Whatever you said in your post is complete correct. What exactly did you want to ask??
Re: Componendo-dividendo

Basic rule is that:

a/b=c/d then, a+b/a-b = c+d/c-d
If the second equation is
[tex]\frac{a+b}{a-b} = \frac{c+d}{c-d}[/tex]
then what you have written is incorrect. What you wrote is the same as a + (b/a) - b = c + (d/c) - d.

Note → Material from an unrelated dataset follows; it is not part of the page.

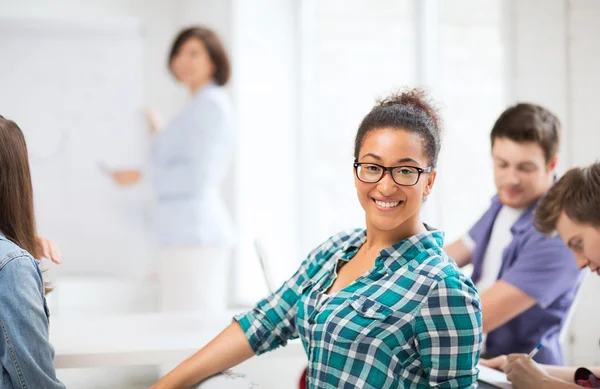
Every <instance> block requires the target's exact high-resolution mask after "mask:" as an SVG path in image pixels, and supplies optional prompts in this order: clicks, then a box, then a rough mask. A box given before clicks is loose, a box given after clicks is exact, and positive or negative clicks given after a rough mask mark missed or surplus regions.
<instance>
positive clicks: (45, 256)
mask: <svg viewBox="0 0 600 389" xmlns="http://www.w3.org/2000/svg"><path fill="white" fill-rule="evenodd" d="M35 239H36V243H37V249H38V253H39V254H40V255H41V256H42V257H45V258H49V259H50V260H51V261H52V262H54V263H56V264H60V263H61V261H62V253H61V252H60V250H59V248H58V246H57V245H56V244H54V242H52V241H51V240H48V239H46V238H44V237H41V236H38V237H36V238H35Z"/></svg>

When you write fractions with numerators or denominators with multiple terms, you need to used parentheses around the entire numerator or denominator, like so:
(a+b)/(a-b) = (c+d)/(c-d)

(Or learn to write then using LaTeX...)
Re: Componendo-dividendo

micromass, thakyou for replying.My question is whether you can point out any mistake in it.

and Mark44
Sorry for not putting it in the parenthesis.What i actually meant to post was
(a+b)/(a-b) = (c+d)/(c-d).


Science Advisor
Re: Componendo-dividendo

What statement was proved?
Re: Componendo-dividendo

the above statement ofcourse.
Re: Componendo-dividendo

nice theory
Your teachers are doing you a disservice by stating that there is " no such theory" when what they really mean is that there is no such commonly known useful theory. However, your proposition is correct, and provable.
For conciseness, let there be a Componendo et Dividendo operator, which we shall show as CeD{}, such that CeD{a/b} = (a+b)/(a-b)
Then the original theorem says, in our nomenclature, if a/b = c/d then Ced{a/b} = Ced{c/d}

What you are calculating then is Ced{Ced{a/b}}
Expanding, Ced{Ced{a/b}} = Ced{(a+b)/(a-b)} = ((a+b)+(a-b))/((a+b)-(a-b)) = 2a/2b = a/b. QED

Therefore the CeD of a CeD will always return the original ratio (specifically, to double the original expression). Thus it could well be called the Alicia theorem, a provable theorem. But it is unlikely to become a widely known one, since, other than its curiosity value, it does not appear to have any wide applicability as it does nothing to simplify the original expression.